And as a further example, below is a picture of me concealing a 4" Ruger Police Service Six .357 Magnum wearing a T-Shirt with a FIST #20 leather IWB holster, which I paid around $70 for.

Funny, in the case of the Ruger, I've got $140 in the gear I carry it with (belt and holster) and $275 in the gun.

And in IWB holsters, I prefer leather with the belt loops spread as far apart as possible. Some like holsters with the loops directly on top of the gun itself, but I find these types add more girth. But YMMV.

February 1, 2010, 11:43 PM
I'm 6'0" and 170 pounds. I found the G29 to be uncomfortable IWB. The 1911 seems like a more prudent choice given your parameters.

Aka Zero
February 2, 2010, 04:43 PM
Dr. notice you say your 23rd is not to far away. I believe MO changed the ccw to 21. ( Days after I turned 23)

Might check with someone but me and my wife plan to take it together, and she is not 23.

February 2, 2010, 07:19 PM
23? What in the hell is with that?

Watch out people. Pretty soon we'll have to be eligible for AARP membership, at least 69 years of age, and have limited mobility to get a carry permit. Bunch of nonsense. A man can be drafted and sent overseas at 18 and be issued a pistol, a rifle, and grenades, but back "home" he can't buy a beer or carry a gun. Suddenly we don't trust them on our own soil?

Dr.Mall Ninja
February 2, 2010, 07:28 PM
Dr. notice you say your 23rd is not to far away. I believe MO changed the ccw to 21. ( Days after I turned 23)

The Google hunt is on!

February 2, 2010, 09:34 PM
I carry a full-size 1911 year-round, including 100+ degree summers.

Same here, but I usually wear cargo shorts and a t-shirt.

My holster is a COMIII by (your best bet is calling him, as his email is.. meh)

February 2, 2010, 10:19 PM
For concealment, and I mean REAL concealment that you feel comfortable about in all conditions, I personally avoid all the "double wide" bottom feeders with the wide slides. That includes the Mall Ninja's favorite piece of Tupperware, the Blocks.:D

The 1911 width bottom feeders, especially in the aluminum framed versions are wonderful CCW guns. The rumor about the small 1911 guns is partially true, but good ones can be quite reliable if they aren't in the hands of limp-wristed neophytes. (Limp-wristing isn't a derogatory term about one's sexual orientation. If you don't know what it means yet, I'd avoid any brass chucker for your first "bet my life on it" CCW gun!

If you check out what seasoned, experienced CCW holders usually carry, you'll find the little S&W J-frame .38 Special "Airweight" snubbies at the top of the list . . . and for great reasons. Nothing in a serious caliber conceals as well . . . an in all conditions one might find himself in . . . INCLUDING mowing the lawn with a push mower in gym shorts (with front pockets) in the summer.

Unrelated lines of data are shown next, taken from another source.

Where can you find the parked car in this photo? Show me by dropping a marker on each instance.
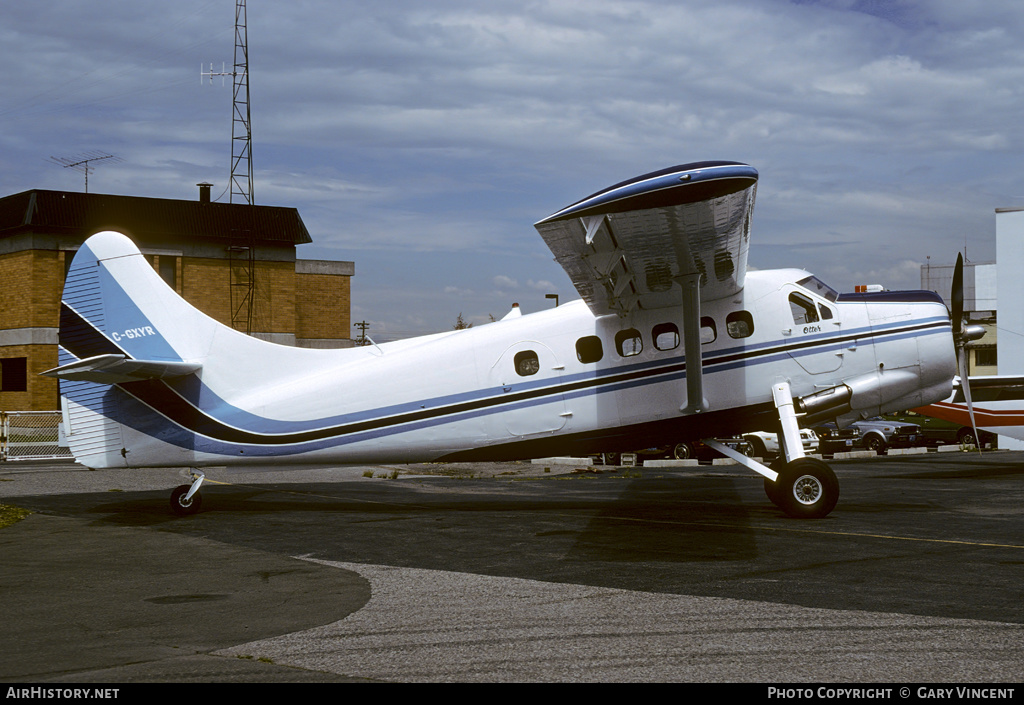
(766, 445)
(936, 431)
(833, 440)
(879, 434)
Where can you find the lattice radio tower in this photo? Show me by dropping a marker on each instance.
(243, 268)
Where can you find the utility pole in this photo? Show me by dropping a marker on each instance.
(242, 257)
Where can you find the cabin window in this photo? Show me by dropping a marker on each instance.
(589, 349)
(739, 324)
(13, 374)
(629, 342)
(709, 332)
(666, 336)
(526, 363)
(803, 308)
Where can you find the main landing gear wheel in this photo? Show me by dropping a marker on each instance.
(182, 506)
(805, 488)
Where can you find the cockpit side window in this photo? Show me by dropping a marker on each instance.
(739, 324)
(816, 286)
(803, 308)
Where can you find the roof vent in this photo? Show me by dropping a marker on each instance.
(204, 192)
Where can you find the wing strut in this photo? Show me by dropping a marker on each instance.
(695, 403)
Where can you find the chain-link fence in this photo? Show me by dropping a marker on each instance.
(32, 436)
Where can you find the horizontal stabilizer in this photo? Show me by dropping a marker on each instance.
(633, 245)
(114, 369)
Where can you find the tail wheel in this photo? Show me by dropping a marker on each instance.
(877, 444)
(805, 488)
(682, 451)
(182, 506)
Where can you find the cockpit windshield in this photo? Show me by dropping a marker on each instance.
(815, 285)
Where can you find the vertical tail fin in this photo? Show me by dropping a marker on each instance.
(119, 322)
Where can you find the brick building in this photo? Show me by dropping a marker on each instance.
(217, 256)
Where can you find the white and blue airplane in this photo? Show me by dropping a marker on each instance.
(674, 339)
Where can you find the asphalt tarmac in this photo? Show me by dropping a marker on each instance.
(511, 573)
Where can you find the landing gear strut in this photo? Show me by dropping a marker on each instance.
(805, 488)
(185, 499)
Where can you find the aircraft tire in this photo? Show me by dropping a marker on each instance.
(183, 507)
(807, 489)
(772, 489)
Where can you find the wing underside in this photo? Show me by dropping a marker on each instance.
(632, 245)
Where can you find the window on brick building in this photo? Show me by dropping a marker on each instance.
(13, 374)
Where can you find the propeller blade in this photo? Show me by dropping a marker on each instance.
(956, 296)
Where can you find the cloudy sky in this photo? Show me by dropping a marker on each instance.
(422, 140)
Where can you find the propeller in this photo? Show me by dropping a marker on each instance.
(962, 336)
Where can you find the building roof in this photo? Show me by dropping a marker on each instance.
(146, 218)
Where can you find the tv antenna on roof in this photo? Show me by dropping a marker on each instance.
(82, 163)
(242, 136)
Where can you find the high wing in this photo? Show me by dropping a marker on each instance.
(633, 245)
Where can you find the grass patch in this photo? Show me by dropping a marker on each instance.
(11, 514)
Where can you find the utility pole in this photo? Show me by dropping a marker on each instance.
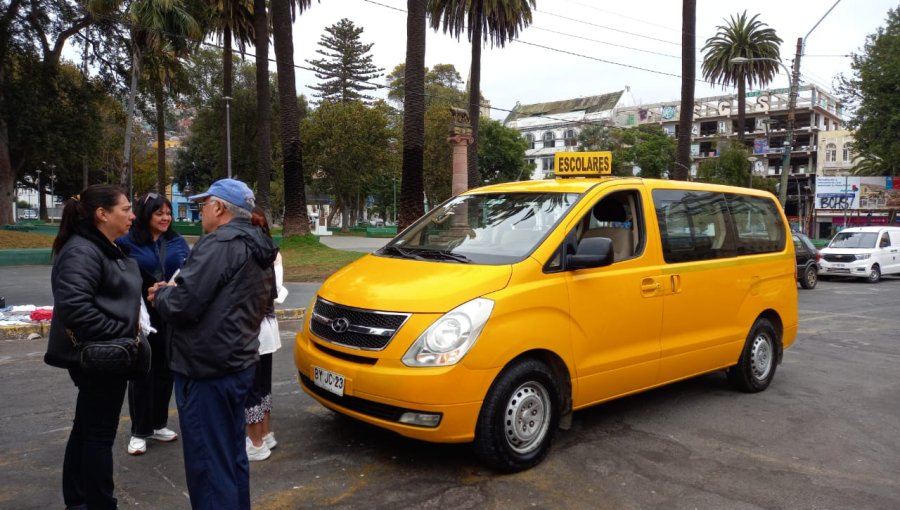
(789, 140)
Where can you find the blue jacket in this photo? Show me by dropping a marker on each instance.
(147, 256)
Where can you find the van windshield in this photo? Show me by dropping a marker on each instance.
(854, 240)
(489, 228)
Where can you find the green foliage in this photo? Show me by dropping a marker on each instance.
(647, 146)
(501, 153)
(873, 90)
(346, 70)
(732, 167)
(746, 38)
(347, 149)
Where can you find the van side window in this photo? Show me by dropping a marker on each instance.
(693, 225)
(757, 223)
(617, 217)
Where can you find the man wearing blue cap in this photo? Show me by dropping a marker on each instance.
(215, 306)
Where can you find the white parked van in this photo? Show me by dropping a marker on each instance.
(864, 252)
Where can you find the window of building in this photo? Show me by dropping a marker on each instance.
(529, 138)
(549, 139)
(830, 153)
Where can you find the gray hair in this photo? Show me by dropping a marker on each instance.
(235, 211)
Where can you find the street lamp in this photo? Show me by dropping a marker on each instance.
(228, 133)
(792, 101)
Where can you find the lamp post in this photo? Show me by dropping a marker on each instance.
(793, 77)
(228, 133)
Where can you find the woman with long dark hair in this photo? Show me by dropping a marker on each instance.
(159, 252)
(258, 409)
(96, 296)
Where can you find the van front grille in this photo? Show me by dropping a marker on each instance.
(354, 327)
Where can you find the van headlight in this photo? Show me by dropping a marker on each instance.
(450, 337)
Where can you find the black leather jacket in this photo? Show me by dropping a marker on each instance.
(96, 295)
(219, 301)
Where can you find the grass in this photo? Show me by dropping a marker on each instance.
(11, 239)
(308, 260)
(305, 258)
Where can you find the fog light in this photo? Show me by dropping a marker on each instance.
(421, 419)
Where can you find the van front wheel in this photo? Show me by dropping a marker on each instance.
(756, 366)
(519, 417)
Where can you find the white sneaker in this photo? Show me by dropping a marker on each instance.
(270, 441)
(164, 434)
(137, 446)
(255, 453)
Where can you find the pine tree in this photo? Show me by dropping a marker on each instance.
(346, 70)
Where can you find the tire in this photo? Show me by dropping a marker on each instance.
(874, 275)
(519, 417)
(756, 366)
(810, 277)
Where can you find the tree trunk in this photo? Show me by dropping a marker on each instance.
(475, 97)
(411, 183)
(296, 219)
(125, 176)
(742, 104)
(682, 168)
(263, 108)
(160, 141)
(7, 177)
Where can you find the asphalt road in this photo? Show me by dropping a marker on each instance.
(825, 435)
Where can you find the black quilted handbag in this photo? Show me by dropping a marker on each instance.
(128, 356)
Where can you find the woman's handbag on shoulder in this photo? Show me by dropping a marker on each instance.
(127, 356)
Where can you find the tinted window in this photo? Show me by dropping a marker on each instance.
(757, 224)
(699, 225)
(693, 225)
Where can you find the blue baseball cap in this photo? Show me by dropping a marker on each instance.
(230, 190)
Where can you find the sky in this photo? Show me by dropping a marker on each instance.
(576, 48)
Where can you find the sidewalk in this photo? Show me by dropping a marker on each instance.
(30, 285)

I've got all sorts of big guns . . . wheel guns AND bottom feeders. Most stay in the safe except for a couple of big boomers nearby. BUT . . . that tiny J-frame is my "always" gun.

A big bore flamethrower might SEEM like an ideal CCW gun . . . and it IS. THE PROBLEM IS . . . not all situations lend to carrying a big gun ALWAYS . . . and a J-frame in the pocket beats a Block in the safe every time!

PS: IN ADDITION to the "always" J-frame snubbie, my CCW guns on the belt can include compact custom 1911s, a double stack Para 1911, or J, K or the big N framed S&W revolvers in .357 Magnum and .45ACP.

Ummm . . . all that is on me right now . . . is the little J-frame as I type. I can easily put all five rounds into a 1" black square at ten yards with it, and group 2 1/2" at 25 yards, standing/unsupported. Needless to say . . . I'm seasoned, well-prepared . . . and not afraid of my choice against the average thug with a Block.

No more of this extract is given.